To find \(\frac{ds}{dt}\) when \(t = \frac{4}{5}\) seconds, we need to differentiate the expression \(s = (2 + 3t)(5t - 4)\) with respect to \(t\).

Let's differentiate each term using the product rule:

\(\frac{d}{dt}[(2 + 3t)(5t - 4)] = (5t - 4) \cdot \frac{d}{dt}(2 + 3t) + (2 + 3t) \cdot \frac{d}{dt}(5t - 4)\)

\(\frac{d}{dt}[(2 + 3t)(5t - 4)] = (5t - 4) \cdot 3 + (2 + 3t) \cdot 5\)

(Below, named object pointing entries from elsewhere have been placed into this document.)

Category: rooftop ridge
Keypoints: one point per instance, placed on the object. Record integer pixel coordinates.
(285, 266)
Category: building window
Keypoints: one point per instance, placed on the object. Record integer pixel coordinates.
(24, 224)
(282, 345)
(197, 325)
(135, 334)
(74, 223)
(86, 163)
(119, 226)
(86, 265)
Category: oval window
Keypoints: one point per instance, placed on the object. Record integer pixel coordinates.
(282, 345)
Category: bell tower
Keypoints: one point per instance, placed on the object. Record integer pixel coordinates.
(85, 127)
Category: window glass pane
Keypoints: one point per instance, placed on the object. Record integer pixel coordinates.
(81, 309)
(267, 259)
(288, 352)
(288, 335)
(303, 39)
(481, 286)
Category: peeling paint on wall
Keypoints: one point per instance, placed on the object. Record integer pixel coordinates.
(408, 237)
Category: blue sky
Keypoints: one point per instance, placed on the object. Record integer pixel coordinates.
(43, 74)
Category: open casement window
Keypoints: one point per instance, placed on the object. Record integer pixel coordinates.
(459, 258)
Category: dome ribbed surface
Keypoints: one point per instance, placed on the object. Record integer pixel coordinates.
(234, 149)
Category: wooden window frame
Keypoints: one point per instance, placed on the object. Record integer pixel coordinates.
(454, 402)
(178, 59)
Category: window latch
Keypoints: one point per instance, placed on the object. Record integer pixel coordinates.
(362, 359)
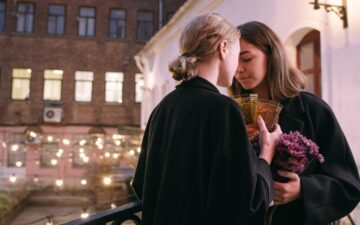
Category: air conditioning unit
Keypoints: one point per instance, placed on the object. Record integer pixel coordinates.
(52, 114)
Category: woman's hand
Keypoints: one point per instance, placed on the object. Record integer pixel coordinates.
(252, 132)
(289, 191)
(268, 141)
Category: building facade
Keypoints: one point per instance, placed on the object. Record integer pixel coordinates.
(70, 91)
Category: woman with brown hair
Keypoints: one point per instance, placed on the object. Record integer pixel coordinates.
(323, 192)
(196, 165)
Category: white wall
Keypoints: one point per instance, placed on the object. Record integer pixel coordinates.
(340, 50)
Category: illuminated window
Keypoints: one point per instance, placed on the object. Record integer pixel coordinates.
(139, 86)
(21, 84)
(52, 85)
(25, 18)
(114, 86)
(83, 86)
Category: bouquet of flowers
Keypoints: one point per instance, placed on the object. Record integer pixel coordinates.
(294, 152)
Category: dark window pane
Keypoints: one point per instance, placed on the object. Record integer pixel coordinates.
(87, 12)
(2, 16)
(86, 22)
(145, 26)
(57, 10)
(117, 24)
(25, 17)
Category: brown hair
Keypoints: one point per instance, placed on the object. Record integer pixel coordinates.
(283, 80)
(199, 42)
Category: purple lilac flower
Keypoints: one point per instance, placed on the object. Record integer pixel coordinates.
(293, 151)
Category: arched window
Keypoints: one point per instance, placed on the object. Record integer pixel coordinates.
(308, 59)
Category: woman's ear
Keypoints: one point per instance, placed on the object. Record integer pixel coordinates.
(223, 49)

Now, substitute \(t = \frac{4}{5}\) seconds:

\(\frac{ds}{dt} = (5 \cdot \frac{4}{5} - 4) \cdot 3 + (2 + 3 \cdot \frac{4}{5}) \cdot 5\)

Simplify the expression:

\(\frac{ds}{dt} = (4 - 4) \cdot 3 + (2 + \frac{12}{5}) \cdot 5\)

\(\frac{ds}{dt} = 0 \cdot 3 + (\frac{10 + 12}{5}) \cdot 5\)

\(\frac{ds}{dt} = \frac{22}{5} \cdot 5\)

\(\frac{ds}{dt} = 22\) units per second

So, the correct answer is 22 units per second.